The Overfitting Problem

Two key ideas are important to keep in mind to understand how to manage the overfitting problem when working with decision trees: recursive partitioning and pruning.

Recursive Partitioning

As discussed previously, decision trees are created by splitting the data into subgroups based on a set of rules. This splitting is referred to as recursive partitioning. Recursive partitioning is accomplished through repeatedly splitting the records into two groups so as to achieve maximum homogeneity within those subgroups.

Pruning

The process of finding this balance between accuracy and simplicity is accomplished through pruning. Pruning is the process of simplifying the tree by pruning peripheral branches to avoid overfitting.

Overfitting

The process of recursive partitioning naturally ends after the tree successfully splits the data such that there is 100% purity in each leaf (terminal node) or when all splits have been tried so that no more splitting will help. Reaching this point, however, overfits the data by including the noise from the training data set. In other words the decision tree learns from the training data set so well that accuracy falls when the decision tree rules are applied to unseen data.

Overfitting occurs when a model includes both actual general patterns and noise in its learning. This negatively impacts the overall predictive accuracy of the model on unseen data. In short, overfitting leads to low predictive accuracy of new data.

You can see evidence of overfitting in the error rate of the training and validation data. As recursive splitting continues, lower branches become more differentiated as more split decisions are added. As splitting continues on the training data, error on the training data will continue to decline. Past a certain point, the error rate in the validation data bottoms out and then starts to increase rather than decrease (see Figure 5.21).

Figure 5.21: Decision Tree Error Rate for # of Splits

Below is an example Split History graph from JMP produced when creating a regression tree. The blue line and red line represents the R-square of the model as the number of splits increase on the training data and validation data, respectively. As the tree evolves during training, CART adds more and more splits. Early on, as splits are added, the value of R-square improves on both the training data and validation data. As more splits are added, overfitting to the training data occurs. Because the details in the training data do not generalize well to the general pattern in the validation data, the R-square of the model on validation data peaks and then declines.
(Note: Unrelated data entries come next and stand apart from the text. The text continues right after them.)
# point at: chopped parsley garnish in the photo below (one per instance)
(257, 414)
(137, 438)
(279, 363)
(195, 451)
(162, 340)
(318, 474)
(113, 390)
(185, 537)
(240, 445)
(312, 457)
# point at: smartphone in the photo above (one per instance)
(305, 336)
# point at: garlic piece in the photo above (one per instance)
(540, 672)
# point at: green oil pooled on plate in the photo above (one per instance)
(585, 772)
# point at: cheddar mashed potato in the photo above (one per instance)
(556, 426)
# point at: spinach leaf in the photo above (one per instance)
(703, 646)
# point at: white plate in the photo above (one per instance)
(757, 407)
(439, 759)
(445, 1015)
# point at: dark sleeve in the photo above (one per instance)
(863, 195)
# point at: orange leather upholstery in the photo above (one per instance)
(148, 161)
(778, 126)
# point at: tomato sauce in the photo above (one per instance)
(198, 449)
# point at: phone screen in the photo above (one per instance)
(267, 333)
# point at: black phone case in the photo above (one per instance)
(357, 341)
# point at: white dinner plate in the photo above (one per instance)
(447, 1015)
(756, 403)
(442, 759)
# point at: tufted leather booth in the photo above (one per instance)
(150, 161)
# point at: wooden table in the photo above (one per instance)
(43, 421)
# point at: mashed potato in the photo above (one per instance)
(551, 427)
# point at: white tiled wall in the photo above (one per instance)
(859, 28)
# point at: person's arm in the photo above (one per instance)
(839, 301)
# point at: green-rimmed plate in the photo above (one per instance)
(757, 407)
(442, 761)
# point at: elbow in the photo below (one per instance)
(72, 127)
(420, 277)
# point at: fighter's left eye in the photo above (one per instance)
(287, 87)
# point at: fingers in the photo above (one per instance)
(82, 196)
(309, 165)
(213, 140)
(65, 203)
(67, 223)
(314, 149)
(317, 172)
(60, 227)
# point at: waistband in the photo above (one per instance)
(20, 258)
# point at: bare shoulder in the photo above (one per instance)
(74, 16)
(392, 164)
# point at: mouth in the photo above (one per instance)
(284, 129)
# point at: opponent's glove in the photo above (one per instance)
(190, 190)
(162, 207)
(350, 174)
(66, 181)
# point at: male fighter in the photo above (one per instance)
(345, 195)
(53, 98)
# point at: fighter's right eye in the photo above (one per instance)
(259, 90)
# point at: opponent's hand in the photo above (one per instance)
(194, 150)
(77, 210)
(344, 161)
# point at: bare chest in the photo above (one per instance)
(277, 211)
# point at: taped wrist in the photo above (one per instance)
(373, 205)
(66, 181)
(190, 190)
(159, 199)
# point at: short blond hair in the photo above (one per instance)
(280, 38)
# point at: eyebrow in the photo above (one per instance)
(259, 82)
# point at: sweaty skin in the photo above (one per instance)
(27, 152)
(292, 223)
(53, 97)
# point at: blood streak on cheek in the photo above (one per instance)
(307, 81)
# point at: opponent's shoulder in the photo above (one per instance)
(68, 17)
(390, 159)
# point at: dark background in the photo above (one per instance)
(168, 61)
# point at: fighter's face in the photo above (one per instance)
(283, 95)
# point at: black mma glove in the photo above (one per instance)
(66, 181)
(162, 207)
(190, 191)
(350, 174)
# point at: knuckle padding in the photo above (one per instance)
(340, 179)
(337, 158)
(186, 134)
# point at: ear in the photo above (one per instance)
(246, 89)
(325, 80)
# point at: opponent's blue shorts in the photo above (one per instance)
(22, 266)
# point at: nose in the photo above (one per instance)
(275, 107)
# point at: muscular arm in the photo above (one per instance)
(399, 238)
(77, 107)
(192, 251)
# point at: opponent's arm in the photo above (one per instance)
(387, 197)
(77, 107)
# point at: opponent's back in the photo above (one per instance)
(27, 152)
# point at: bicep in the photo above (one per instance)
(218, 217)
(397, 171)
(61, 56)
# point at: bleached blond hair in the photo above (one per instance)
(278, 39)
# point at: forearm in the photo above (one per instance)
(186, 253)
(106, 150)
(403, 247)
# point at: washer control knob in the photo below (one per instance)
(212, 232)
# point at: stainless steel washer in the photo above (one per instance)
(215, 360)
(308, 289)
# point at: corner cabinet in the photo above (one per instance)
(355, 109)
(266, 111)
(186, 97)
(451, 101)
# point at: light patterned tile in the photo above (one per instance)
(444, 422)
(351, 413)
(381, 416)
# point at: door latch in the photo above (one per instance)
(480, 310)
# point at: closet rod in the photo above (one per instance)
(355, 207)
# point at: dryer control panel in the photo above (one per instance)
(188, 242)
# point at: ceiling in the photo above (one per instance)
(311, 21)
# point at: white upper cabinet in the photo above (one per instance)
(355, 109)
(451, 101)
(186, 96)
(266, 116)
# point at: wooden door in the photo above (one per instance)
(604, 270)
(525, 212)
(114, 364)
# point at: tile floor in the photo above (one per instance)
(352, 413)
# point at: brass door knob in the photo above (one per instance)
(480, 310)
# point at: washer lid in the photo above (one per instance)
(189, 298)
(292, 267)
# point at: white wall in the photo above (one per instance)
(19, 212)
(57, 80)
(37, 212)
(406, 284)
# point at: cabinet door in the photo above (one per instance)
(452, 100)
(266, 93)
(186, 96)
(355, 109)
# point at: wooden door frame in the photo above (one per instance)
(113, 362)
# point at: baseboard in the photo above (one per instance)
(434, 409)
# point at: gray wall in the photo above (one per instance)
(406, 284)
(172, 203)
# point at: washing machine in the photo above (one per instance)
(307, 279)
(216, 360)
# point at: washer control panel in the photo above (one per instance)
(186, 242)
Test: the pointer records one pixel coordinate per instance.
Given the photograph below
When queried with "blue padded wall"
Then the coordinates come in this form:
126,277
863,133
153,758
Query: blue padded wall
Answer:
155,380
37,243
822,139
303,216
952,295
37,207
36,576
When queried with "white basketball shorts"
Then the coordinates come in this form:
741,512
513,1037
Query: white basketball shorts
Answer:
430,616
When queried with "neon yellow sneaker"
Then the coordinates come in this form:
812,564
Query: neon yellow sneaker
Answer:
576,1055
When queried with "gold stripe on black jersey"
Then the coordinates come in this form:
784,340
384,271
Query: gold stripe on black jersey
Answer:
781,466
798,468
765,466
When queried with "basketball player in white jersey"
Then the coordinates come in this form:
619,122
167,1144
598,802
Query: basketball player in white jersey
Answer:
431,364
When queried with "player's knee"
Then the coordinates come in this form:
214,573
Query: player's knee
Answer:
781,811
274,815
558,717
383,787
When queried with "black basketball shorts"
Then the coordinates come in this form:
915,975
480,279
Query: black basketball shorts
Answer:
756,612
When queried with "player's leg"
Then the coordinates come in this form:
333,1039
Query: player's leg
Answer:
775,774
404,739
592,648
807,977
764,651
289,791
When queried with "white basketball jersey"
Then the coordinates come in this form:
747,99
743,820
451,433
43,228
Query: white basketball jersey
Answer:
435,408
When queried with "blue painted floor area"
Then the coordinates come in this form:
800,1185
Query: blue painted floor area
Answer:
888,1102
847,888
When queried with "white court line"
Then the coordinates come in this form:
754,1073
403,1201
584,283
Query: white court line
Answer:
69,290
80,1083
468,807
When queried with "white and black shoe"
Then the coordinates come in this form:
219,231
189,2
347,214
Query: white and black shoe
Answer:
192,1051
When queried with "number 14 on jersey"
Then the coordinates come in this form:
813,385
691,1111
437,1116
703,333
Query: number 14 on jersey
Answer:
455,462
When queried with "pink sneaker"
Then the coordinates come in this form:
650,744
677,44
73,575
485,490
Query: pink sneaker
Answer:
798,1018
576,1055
Figure 5.22: JMP splits graph on CART regression

Solving Overfitting through Pruning

Recall the mushroom classification tree example. Not all of the terminal nodes were completely one category or the other. See the Color (brown) terminal node, for example. It shows both blue and red, or both edible and poisonous mushrooms.

Figure 5.23: Pure and non-pure leaf nodes

The automatic stopping point in JMP finds a level of decomposition in the tree that strikes the good balance between accuracy and simplicity. If you were to continue to split the data until all terminal nodes are entirely one category or where more splitting will not help, the tree can become so complex that it does not generalize well to accurately estimating future records.

CART lets the tree grow and then prunes it back. The point at which it stops pruning is when the validation error begins to rise. It generates successively smaller trees by pruning leaves. Branches with too much splitting get removed.